Mniej więcej dobę później, w sobotę po południu, tweeta podało dalej polskie konto @Jan34733995, dodając swój komentarz: „Czy ktoś wie, z jakiej agencji byli ci fotografowie, co rzucają dzieciom pralinki, by zrobić dobre ujęcie? Bo szukam i nie mogę znaleźć”. Zwróćcie uwagę, że Jan dodatkowo zmanipulował przekaz, by go uwiarygodnić. On nie pyta czy to prawda, tylko pyta kto jest autorem nagrania (w domyśle: lewactwo), bo to że opisana przez Greka sytuacja jest prawdą, ma się rozumieć samo przez się.
W nocy z soboty na niedzielę tweet rozprzestrzenia się już w polskiej infosferze. W niedzielę o 5 rano podaje go znane propartyjne trollkonto @Wiktor Kos/5/, wzmacniając przekaz słowami: „Dziennikarze rzucają dzieciom słodycze jak zwierzętom w zoo, aby je przyciągnąć i zrobić zdjęcia, których potrzebują, aby manipulować społeczeństwem poprzez emocjonalny szantaż”. Czyli raz, że utwierdza odbiorców, że to prawda.
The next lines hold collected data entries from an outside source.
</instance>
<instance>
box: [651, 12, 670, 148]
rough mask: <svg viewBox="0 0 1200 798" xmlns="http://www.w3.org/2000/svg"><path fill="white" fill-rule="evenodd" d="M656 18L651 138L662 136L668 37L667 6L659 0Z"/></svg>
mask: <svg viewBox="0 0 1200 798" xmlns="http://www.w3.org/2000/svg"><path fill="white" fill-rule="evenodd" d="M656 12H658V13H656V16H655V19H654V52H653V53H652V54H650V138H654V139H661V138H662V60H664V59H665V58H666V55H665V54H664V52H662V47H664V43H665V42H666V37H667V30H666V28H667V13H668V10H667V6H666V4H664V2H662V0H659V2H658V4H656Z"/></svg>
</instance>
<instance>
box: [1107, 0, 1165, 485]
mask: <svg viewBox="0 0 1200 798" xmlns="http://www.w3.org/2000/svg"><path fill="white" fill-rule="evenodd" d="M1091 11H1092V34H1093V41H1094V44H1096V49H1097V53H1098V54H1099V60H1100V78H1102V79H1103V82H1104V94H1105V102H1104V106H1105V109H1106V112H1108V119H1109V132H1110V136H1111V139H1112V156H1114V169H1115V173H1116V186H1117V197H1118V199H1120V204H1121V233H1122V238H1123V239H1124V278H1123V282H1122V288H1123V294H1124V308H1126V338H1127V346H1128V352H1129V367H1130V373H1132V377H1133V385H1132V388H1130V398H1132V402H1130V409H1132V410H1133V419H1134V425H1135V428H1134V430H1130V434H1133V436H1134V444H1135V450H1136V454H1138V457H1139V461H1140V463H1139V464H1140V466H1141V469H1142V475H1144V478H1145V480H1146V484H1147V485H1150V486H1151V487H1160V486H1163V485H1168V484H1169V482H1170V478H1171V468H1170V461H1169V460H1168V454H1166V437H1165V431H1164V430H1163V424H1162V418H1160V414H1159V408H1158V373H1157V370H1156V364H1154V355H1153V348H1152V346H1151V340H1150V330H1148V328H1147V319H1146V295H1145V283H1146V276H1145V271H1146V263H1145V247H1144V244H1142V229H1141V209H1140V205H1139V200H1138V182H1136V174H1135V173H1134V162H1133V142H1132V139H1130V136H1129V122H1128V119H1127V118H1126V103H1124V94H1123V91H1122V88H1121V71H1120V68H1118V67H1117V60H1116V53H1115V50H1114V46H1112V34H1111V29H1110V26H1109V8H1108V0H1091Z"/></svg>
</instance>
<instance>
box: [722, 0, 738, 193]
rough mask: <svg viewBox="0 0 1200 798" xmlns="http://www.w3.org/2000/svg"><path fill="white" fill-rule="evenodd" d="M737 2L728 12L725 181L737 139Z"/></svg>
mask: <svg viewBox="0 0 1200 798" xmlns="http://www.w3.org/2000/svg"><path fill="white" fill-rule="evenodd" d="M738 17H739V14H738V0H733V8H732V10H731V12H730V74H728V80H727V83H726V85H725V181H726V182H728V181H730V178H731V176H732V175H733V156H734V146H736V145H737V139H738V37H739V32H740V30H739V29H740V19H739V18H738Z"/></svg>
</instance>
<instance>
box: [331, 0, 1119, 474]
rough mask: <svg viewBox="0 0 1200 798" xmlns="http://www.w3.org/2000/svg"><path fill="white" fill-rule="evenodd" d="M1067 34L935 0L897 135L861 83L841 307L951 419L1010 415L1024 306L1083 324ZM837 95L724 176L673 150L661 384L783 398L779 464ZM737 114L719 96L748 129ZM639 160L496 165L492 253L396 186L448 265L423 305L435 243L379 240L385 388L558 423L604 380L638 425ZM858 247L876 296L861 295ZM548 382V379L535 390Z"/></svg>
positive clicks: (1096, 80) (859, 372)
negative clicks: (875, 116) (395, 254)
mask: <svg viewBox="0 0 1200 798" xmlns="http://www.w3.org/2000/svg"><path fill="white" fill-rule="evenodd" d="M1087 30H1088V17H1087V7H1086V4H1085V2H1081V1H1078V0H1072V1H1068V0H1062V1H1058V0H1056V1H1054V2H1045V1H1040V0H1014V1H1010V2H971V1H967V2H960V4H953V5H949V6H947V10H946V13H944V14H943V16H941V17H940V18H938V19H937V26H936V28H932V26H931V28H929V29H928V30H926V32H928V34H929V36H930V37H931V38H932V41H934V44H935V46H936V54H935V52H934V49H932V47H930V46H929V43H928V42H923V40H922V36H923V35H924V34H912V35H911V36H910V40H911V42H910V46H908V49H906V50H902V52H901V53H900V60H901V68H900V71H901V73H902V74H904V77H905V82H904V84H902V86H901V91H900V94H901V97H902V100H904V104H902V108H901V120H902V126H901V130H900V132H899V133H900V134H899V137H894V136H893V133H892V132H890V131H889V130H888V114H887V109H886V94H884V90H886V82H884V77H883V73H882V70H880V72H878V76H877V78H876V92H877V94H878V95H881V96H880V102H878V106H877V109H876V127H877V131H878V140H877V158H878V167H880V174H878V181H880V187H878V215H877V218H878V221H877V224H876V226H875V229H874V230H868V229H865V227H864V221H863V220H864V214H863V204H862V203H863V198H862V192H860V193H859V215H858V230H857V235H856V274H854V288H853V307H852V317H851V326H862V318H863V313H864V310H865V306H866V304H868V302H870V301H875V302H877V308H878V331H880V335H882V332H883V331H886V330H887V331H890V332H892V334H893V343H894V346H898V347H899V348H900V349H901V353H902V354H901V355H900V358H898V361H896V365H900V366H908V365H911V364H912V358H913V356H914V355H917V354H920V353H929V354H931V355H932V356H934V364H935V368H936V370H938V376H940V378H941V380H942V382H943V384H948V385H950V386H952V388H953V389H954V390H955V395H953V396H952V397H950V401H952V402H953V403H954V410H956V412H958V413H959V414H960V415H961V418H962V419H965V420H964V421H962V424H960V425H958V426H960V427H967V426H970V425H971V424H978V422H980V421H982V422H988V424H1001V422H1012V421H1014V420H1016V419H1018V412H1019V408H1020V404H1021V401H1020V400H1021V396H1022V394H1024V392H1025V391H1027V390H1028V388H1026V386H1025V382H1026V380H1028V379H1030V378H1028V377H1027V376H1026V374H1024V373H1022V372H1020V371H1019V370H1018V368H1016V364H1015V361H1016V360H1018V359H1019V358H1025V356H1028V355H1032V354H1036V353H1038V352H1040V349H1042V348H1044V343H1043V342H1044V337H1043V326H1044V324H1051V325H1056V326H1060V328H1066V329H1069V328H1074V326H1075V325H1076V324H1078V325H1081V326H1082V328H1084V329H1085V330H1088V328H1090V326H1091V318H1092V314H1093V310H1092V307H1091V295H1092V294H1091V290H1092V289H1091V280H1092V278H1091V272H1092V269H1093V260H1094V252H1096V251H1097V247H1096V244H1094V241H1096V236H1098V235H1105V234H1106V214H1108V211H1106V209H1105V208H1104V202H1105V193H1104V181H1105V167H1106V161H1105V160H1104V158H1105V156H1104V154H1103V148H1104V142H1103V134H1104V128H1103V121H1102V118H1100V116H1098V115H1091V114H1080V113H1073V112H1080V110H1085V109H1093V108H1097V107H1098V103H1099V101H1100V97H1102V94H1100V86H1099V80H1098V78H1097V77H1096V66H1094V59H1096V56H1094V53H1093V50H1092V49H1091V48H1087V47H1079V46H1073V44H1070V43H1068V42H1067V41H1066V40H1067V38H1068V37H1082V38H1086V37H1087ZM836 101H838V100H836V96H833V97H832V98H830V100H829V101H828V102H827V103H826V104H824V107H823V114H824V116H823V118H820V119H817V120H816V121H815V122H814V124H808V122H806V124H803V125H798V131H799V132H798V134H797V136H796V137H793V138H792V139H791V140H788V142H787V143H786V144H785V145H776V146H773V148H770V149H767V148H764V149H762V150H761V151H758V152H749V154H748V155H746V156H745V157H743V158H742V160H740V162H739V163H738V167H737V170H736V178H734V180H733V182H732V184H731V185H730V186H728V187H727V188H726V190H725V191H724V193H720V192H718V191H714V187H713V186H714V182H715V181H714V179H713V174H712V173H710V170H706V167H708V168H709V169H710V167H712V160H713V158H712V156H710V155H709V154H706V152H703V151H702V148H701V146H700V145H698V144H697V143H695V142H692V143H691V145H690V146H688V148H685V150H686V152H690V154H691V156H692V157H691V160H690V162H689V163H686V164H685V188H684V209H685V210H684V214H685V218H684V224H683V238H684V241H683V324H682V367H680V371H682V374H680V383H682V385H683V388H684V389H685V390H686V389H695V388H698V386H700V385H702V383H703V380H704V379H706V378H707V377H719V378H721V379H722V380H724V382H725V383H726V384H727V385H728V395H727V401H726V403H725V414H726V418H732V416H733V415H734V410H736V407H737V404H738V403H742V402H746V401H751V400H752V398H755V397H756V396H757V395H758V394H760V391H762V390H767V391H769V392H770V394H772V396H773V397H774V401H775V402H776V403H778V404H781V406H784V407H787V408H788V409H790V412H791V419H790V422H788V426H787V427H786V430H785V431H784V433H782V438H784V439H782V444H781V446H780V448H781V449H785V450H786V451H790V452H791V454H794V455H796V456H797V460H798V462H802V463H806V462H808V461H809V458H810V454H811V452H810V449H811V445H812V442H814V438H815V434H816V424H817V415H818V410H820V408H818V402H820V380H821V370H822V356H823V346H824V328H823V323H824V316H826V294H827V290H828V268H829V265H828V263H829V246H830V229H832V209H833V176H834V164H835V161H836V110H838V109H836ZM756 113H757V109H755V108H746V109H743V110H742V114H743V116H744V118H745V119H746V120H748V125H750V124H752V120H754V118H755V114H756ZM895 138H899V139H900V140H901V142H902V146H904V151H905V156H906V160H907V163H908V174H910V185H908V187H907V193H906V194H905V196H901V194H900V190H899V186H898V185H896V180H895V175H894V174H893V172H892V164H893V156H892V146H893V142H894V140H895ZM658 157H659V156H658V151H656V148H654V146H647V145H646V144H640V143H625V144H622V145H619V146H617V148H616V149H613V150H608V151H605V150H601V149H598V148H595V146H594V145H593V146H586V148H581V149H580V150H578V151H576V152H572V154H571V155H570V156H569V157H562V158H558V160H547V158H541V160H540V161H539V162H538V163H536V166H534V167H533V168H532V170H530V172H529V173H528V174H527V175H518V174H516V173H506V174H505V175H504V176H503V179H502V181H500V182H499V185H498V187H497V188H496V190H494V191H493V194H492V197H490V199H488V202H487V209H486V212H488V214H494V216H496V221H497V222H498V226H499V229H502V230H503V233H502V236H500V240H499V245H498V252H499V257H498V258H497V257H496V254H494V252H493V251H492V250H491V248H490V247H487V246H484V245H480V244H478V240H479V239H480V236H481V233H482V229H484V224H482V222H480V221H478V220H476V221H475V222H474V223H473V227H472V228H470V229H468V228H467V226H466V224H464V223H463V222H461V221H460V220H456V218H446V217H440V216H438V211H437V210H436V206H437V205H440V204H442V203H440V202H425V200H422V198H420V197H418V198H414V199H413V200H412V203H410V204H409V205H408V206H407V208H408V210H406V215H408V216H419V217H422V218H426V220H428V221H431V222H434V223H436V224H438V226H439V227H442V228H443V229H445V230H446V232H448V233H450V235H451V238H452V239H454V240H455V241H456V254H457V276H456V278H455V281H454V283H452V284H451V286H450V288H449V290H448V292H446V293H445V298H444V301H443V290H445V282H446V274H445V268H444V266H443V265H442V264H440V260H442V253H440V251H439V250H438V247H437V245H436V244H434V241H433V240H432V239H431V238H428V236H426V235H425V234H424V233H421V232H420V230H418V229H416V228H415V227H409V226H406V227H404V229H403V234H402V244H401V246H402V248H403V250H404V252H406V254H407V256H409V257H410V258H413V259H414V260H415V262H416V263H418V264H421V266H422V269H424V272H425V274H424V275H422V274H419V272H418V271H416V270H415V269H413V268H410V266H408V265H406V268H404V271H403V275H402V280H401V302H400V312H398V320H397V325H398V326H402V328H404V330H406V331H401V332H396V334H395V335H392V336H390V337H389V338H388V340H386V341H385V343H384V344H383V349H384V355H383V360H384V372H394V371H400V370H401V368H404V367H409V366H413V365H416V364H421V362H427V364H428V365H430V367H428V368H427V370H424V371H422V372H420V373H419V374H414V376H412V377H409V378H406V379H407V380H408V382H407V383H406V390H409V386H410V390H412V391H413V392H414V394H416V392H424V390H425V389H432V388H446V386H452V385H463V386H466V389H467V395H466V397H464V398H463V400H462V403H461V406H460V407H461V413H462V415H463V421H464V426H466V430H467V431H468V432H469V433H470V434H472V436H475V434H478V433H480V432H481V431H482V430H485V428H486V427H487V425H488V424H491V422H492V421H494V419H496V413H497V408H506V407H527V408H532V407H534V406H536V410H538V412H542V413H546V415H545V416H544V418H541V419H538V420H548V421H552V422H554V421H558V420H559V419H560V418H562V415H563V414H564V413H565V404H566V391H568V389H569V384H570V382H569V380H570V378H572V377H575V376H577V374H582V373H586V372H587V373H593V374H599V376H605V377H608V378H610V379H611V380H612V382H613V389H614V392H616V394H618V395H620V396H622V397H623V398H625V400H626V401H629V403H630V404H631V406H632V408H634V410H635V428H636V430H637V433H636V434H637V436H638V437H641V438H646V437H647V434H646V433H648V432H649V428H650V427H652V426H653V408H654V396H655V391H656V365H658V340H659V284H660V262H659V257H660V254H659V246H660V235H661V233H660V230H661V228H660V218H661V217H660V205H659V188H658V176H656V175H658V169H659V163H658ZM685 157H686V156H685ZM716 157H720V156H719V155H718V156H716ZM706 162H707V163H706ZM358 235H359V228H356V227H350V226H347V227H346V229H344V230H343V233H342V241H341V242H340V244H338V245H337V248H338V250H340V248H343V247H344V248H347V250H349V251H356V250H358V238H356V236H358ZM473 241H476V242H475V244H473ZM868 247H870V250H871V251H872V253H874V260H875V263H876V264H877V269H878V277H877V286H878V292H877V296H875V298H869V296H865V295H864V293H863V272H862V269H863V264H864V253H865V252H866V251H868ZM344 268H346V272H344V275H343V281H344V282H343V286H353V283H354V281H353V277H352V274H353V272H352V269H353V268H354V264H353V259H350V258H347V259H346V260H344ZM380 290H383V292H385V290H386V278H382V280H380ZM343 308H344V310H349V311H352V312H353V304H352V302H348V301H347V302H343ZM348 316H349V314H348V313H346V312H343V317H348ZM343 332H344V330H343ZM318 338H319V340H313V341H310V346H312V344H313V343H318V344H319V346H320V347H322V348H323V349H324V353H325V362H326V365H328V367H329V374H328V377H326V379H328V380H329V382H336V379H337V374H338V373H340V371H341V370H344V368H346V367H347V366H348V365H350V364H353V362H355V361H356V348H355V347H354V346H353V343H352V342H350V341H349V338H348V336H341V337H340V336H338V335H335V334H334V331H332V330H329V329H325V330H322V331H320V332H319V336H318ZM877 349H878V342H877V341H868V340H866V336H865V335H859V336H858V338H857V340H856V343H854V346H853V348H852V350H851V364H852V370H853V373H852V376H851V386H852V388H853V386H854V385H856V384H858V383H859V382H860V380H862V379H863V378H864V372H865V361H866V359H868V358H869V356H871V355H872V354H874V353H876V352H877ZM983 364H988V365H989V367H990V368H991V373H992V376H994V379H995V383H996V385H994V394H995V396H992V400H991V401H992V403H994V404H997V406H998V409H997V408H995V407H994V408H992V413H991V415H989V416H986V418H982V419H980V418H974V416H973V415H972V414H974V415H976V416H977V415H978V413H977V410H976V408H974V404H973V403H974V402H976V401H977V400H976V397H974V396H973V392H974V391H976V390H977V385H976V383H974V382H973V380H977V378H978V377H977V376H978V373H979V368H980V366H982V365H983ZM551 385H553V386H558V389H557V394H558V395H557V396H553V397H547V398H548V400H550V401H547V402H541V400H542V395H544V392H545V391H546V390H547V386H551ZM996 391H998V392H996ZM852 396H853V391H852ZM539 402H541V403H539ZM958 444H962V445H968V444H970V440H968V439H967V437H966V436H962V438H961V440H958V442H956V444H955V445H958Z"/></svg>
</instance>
A dwa, że praktycznie przepisuje oryginalnego tweeta @stavroforos_. Magia trwa.

W ciągu raptem 40 minut tweeta jako prawdę podaje dalej 14 propartyjnych kont. Kolejne cztery godziny później, około 10 rano w niedzielę, tweet zyskuje prawdziwe zasięgi dzięki nieocenionemu wkładowi Żelazna logika (dla tych co nie wiedzą: taka strona co to udaje, że robi obiektywne i racjonalne analizy, a na koniec niezmiennie wychodzi, że Partia to najlepsze co mogło Polskę spotkać). Żelazna logika ma 200 tysięcy obserwujących, więc fejk zyskuje na popularności i - parafrazując Goebbelsa - staje się prawdą. Chwilę później fejka puszcza dalej niezastąpiony Marek Jakubiak (dawniej Kukiz 15, obecnie kanapowa partyjka narodowców) oraz niejaki Mateusz Magdziarz, dyrektor TVP3 Opole. Ten ostatni dodaje komentarz: „Jak zrobić lepsze zdjęcie dzieciom, które nie pchają się przed obiektyw? Rzucić im słodycze! Hipokryzja i cynizm na niebywałą skalę. Krzycz najgłośniej, że dzieciom dzieje się krzywda, a potem traktuj je jak dokarmiane kaczki w parku. Byle tylko walnąć w PiS”. Dwie godziny później Magdziarz uderza znowu, błędnie „identyfikując” kobietę jako dziennikarkę Wyborczej: „Mam pytanie do @wyborcza_bstok: Czy Wasza fotoreporterka Agnieszka Sadowska zawsze chodzi na zdjęcia z torbą słodyczy i rzuca nimi w bohaterów swoich zdjęć?” Czemu akurat ona? Być może dlatego, że pracuje w białostockiej Wyborczej i jest autorką najpopularniejszych w sieci zdjęć z Michałowa. Więc Magdziarz chciał prewencyjnie przygotować wyborców, przepraszam: odbiorców, którzy mogliby się natknąć na te zdjęcia. Nie, to nie była Agnieszka Sadowska. Tak, Magdziarz uważa się za obiektywnego dziennikarza.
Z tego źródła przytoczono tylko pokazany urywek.